Former Rehab boss Angela Kerins
Further to yesterday’s post on the award of 75% of costs to losing party Angela Kerins in her case against the Public Accounts Committee, Broadsheet commenter Harry Molloy asked me to come back to readers when the full written judgment had been published. It is now available here.
The justification for the award of costs is set out by the Court at paragraphs 26-33 and appears to be as follows:-
(i) The PAC has an important function. Questions concerning the proper discharge of its function and the conduct of its members and the legal safeguards (if any) available to witness who appear before it are matters of public importance, involving questions of freedom of speech in Parliament, the separation of powers and the extent to which the court may intervene in the affairs of the Legislature.
(ii) Ms Kerins attended before the PAC in a voluntary capacity and much of what was put to her and said about her was damaging to her reputation personally and professionally. By bringing her action, Ms Kerins cast a light on the position of persons who volunteer to appear before the PAC. The institution of proceedings on her part was a proportionate reaction on her part to what had occurred and as such and the fact that she had a personal interest in the outcome of the application should not preclude her obtaining her costs.
The implication from the ruling was that Ms Kerins had not been well treated by the PAC and therefore it was justifiable for her to seek to clarify the law in relation to the position of witnesses appearing before it.
There is also an implication that she performed a public service in alerting potential witnesses to the risks of appearing before the PAC.

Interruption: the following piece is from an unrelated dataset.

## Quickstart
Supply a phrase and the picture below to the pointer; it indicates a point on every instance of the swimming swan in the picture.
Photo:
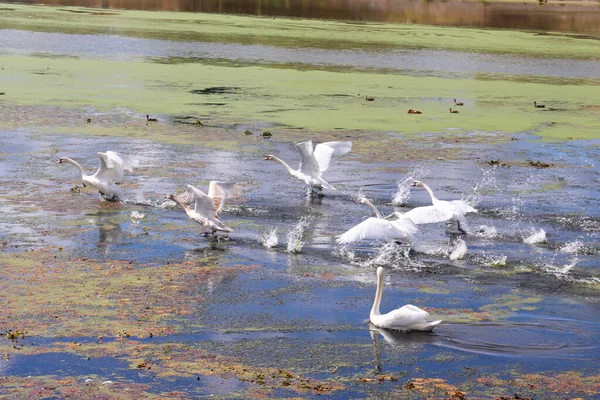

Although within the (very wide) parameters of the discretion laid down by previous case law, the ruling does break new ground in that it sanctions an award of costs to an unsuccessful litigant with a personal interest in proceedings on a matter of public interest where that litigant acted proportionately in bringing the proceedings.
It will be interesting to see what implications this ruling will have for Denis O’Brien’s costs in his recent unsuccessful application for parliamentary privilege. Will the richest man in Ireland be entitled to his costs on a losing case on the basis that he acted ‘proportionately’?
And, more pressingly, what does proportionately even mean?